In a 2018 report that included 2500 participants in the Framingham Offspring Cohort followed for a median of 7.3 years (i.e., between ages ?66 and 73), the baseline RBC EPA + DHA content [the omega-3 index (O3I)] was significantly and inversely associated with risk for death from all causes.

In fact, individuals with the highest Omega-3 Index were 33% less likely to succumb during the follow-up years compared with those with the lowest Omega-3 Index. Similar associations have been seen in the Women's Health Initiative Memory Study, the Heart and Soul Study, and the Ludwigshafen Risk and Cardiovascular Health Study.

The Omega-3 Index measures the amount of EPA and DHA in red blood cell membranes and is a marker of omega-3 status. An optimal Omega-3 Index is 8% or higher, an intermediate Omega-3 Index is between 4% and 8%, and a low Omega-3 Index is 4% and below. Most Americans have an Omega-3 Index below 4%, which puts them a significantly higher risk of early death.

According to researchers in this study, the finding that any FA-based metric would have predictive power similar to that of the well-established standard risk factors was unexpected, and it suggests that RBC FAs--via imperfectly understood mechanisms--somehow reflects an in vivo milieu that consolidates into one measure the impact on the body of all these standard risk factors.

"It is interesting to note that in Japan, where the mean Omega-3 Index is greater than 8%, the expected life span is around five years longer than it is in the United States, where the mean Omega-3 Index is about 5%. Hence, in practice, dietary choices that change the Omega-3 Index may prolong life," said Michael McBurney, PhD, FCNS-SCN, lead researcher in this study. "In the final combined model, smoking and the Omega-3 Index seem to be the most easily modified risk factors. Being a current smoker (at age 65) is predicted to subtract more than four years of life (compared with not smoking), a life shortening equivalent to having a low vs. a high Omega-3 Index."
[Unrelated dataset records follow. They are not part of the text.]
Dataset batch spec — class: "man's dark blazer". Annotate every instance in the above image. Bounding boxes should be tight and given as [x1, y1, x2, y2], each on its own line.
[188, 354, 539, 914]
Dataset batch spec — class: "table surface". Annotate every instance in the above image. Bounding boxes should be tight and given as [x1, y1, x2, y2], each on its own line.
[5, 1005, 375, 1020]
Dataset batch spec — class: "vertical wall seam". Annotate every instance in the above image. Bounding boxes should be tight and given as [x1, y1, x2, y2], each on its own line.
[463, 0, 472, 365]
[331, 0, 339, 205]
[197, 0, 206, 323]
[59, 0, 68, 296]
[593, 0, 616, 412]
"The information carried in the concentrations of four red blood cell fatty acids was as useful as that carried in lipid levels, blood pressure, smoking, and diabetic status with regard to predicting total mortality," said Dr. Bill Harris, who was also an author on this study. "This speaks to the power of the Omega-3 Index as a risk factor and should be considered just as important as the other established risk factors, and maybe even more so."